We can always discuss the level of Free Will possessed by the
Ringwraiths (surely theirs was not fully free), but my main point
was to the difference between the Ringwraiths and the One Ring. In
some ways it would seem almost as if the One Ring had greater
freedom of will than the Ringwraiths, though I don't actually think
that to be the case (see also my respons to Bill).
In letter #246 Tolkien wrote about a direct confrontation, 'self to
self' between Gandalf with the One Ring and Sauron without it,
It would be a delicate balance. On one side the true,
allegiance of the Ring to Sauron; on the other superior,
strength because Sauron was not actually in possession,
and perhaps also because he was weakened by long
corruption and expenditure of will in dominating inferiors.
[Letters #246, to Mrs Eileen Elgar (drafts), September 1963]
<http://google.vg/groups?selm=LgaHb.66282$aT....@news-server.bigpond.net.au>
<http://tinyurl.com/2uz3f>/
Here the One Ring is not only attributed with allegiance as a
conventional antropomophism, but the workings of this allegiance is
also described in more details and it seems to follow the human
concept of allegiance quite closely. Again I might ask in what way
this allegiance of the Master Ring differs, in an observable manner,
from the (also enforced) allegiance of the Ringwraiths?
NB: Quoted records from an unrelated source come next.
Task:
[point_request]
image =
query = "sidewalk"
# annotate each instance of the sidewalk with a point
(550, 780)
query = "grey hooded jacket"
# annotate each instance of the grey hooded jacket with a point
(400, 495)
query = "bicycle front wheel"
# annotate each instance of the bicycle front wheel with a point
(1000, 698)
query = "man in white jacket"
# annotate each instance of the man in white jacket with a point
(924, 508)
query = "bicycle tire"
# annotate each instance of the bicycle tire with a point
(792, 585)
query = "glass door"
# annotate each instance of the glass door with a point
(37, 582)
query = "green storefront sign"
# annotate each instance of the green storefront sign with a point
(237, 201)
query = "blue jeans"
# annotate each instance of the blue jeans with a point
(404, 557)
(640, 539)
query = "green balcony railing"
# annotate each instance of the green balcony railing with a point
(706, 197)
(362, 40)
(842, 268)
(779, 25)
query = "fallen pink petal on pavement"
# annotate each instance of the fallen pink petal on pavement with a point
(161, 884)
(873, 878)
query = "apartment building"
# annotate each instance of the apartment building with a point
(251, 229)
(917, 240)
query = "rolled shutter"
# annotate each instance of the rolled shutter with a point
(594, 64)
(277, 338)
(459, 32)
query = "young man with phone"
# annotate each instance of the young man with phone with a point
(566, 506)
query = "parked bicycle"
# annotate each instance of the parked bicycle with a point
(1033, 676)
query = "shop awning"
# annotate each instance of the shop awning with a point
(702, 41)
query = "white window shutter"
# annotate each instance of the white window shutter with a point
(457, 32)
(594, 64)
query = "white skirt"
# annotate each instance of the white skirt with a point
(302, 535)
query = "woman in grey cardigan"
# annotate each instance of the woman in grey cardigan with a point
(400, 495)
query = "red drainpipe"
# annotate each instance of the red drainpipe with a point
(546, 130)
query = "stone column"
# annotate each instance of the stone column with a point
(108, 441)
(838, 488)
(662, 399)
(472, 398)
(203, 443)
I don't
doubt that there are differences -- the Ringwraiths, as you
correctly point out, were, after all, Men, but I am asking not for
philosophical differences, but for differences that can be observed
from the text.
My point about questioning (in what was intended as a rhetorical
question) the possession of the Ringwraiths was similar -- to ask in
what ways their intelligence can be seen from the text of LotR alone
(i.e. disregarding in particular the Silm and other posthumously
published writings) to differ from the purported intelligence of the
One Ring.
--
Troels Forchhammer
Valid e-mail is <troelsfo(a)gmail.com>
Please put [AFT], [RABT] or 'Tolkien' in subject.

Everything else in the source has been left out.